At the end of July, it was reported that North Carolina was flirting with moving from a winner-take-all method of allocating electors for the Electoral College to a district method, where candidates receive electoral votes based on the number of Congressional districts they win, and the winner of the state’s popular vote gets the state’s remaining two electoral votes. The North Carolina bill died in the state legislature. I noted that past presidential elections at the state-level would have been altered had this proposal been enacted in the past, but likely without much nationwide alteration.

Enter California, with its 55 electoral votes, more than any other state (Texas is #2 with 34). GOP strategists in California want to move the state to a district allocation method, like Maine and Nebraska, and away from the winner-take-all method. The result? From a New York Times editorial:

If California abandons its winner-take-all rule while red states like Texas do not, it will be hard for a Democratic nominee to assemble an Electoral College majority, even if he or she wins a sizable majority of the popular vote. That appears to be just what the backers of the California idea have in mind.
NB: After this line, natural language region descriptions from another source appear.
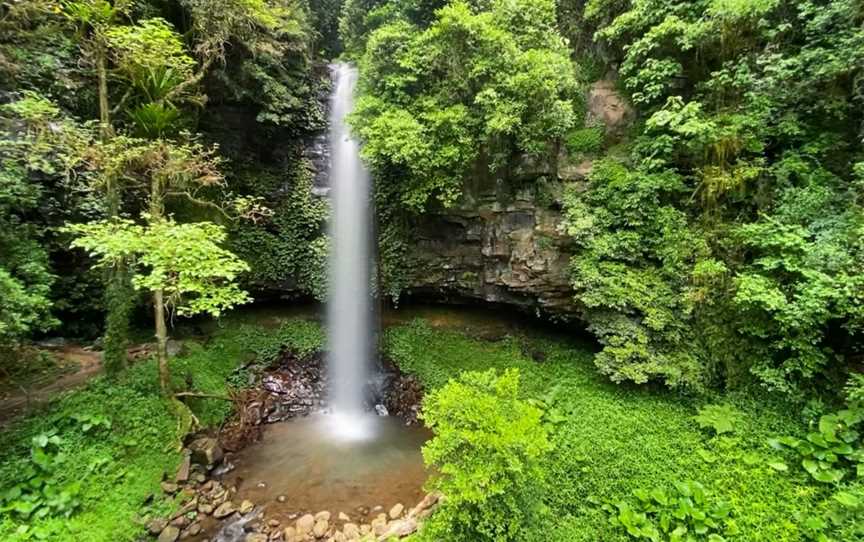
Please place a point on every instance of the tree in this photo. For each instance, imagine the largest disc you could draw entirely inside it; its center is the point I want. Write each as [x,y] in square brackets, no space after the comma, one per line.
[463,96]
[182,266]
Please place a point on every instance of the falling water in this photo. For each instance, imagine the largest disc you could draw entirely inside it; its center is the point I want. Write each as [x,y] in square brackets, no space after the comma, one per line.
[349,309]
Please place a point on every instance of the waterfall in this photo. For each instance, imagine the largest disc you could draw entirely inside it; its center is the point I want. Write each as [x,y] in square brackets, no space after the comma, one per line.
[349,310]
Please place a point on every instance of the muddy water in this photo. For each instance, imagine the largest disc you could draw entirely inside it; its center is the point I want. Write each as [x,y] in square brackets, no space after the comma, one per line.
[299,461]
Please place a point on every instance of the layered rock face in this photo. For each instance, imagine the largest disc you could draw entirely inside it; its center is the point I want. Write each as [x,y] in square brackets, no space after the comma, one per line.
[503,243]
[494,247]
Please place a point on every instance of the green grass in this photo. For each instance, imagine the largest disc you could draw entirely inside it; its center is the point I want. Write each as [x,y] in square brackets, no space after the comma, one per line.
[615,439]
[612,439]
[120,467]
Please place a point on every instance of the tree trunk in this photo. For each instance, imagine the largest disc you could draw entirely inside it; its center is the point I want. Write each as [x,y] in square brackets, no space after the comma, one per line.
[161,341]
[105,129]
[119,292]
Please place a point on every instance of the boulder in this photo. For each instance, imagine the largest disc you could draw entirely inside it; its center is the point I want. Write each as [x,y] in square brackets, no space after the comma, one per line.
[399,529]
[305,524]
[169,534]
[351,531]
[206,451]
[225,509]
[246,506]
[321,527]
[169,487]
[183,470]
[157,525]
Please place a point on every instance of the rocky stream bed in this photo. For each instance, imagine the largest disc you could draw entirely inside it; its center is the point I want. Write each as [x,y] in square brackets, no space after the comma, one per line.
[222,504]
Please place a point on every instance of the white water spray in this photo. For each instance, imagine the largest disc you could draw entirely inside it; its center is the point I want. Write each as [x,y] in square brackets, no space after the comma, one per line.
[349,317]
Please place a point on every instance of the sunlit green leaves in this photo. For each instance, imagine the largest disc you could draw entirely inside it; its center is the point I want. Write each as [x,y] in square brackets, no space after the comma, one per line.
[186,261]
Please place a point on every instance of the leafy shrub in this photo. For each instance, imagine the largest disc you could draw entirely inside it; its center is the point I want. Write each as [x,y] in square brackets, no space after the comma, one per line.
[585,140]
[854,391]
[829,453]
[684,514]
[38,493]
[720,418]
[486,453]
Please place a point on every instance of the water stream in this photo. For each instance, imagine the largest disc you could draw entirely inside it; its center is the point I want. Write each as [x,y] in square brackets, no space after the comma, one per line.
[349,310]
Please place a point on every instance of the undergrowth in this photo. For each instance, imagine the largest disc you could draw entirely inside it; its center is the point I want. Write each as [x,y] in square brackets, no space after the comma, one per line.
[610,440]
[100,452]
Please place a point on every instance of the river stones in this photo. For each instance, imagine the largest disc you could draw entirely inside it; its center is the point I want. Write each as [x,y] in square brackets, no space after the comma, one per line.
[351,531]
[225,509]
[206,451]
[305,524]
[246,506]
[321,527]
[169,534]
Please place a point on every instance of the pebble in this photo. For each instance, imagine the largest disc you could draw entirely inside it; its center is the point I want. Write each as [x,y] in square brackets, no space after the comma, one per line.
[246,506]
[321,527]
[225,509]
[305,524]
[169,534]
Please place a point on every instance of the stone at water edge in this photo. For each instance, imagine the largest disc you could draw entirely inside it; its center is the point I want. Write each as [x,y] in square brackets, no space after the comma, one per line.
[206,451]
[351,531]
[169,534]
[396,511]
[169,487]
[157,525]
[321,527]
[184,469]
[379,525]
[225,509]
[305,524]
[246,506]
[400,529]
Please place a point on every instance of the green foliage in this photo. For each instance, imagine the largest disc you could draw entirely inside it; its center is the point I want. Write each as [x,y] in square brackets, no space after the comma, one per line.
[117,439]
[465,93]
[185,261]
[834,450]
[120,300]
[610,439]
[265,58]
[486,454]
[38,493]
[727,249]
[291,246]
[148,47]
[630,273]
[841,519]
[585,141]
[720,418]
[684,514]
So forget about actual Electoral College reform. This ballot initiative is only after trying to prevent a Democratic candidate from winning the White House in the future. The Democratic candidate is usually assured to win all of California’s electoral votes and needs to win California in order to either win the White House or have a shot at it.

The group behind the initiative is called Californians for Equal Representation and has ties to a major donor to the infamous Swift Boat Veterans for Truth. We can only hope the citizens of California realize this rosy-sounding group is up to shameful and divisive tactics. Otherwise, presidential politics will surely change for the foreseeable future, and not in a positive way.

As I did for the North Carolina article, here are the results of past presidential elections with this proposal applied, as computed by my thesis:

Kerry: 33
Bush: 22

Gore: 35
Bush: 19

Clinton: 38
Dole: 16

Clinton: 38
Bush: 16

Bush: 25
Dukakis: 22

Reagan: 39
Mondale: 8

So as a hypothetical, let’s say in 2000 it was Al Gore who won the Electoral College 271 to 267 rather than the opposite way it turned out. Had California allocated its electoral votes with the district method, the election would have been overturned, giving George W. Bush a 286 to 252 majority (CA had 54 electoral votes in 2000 if you’re checking my math).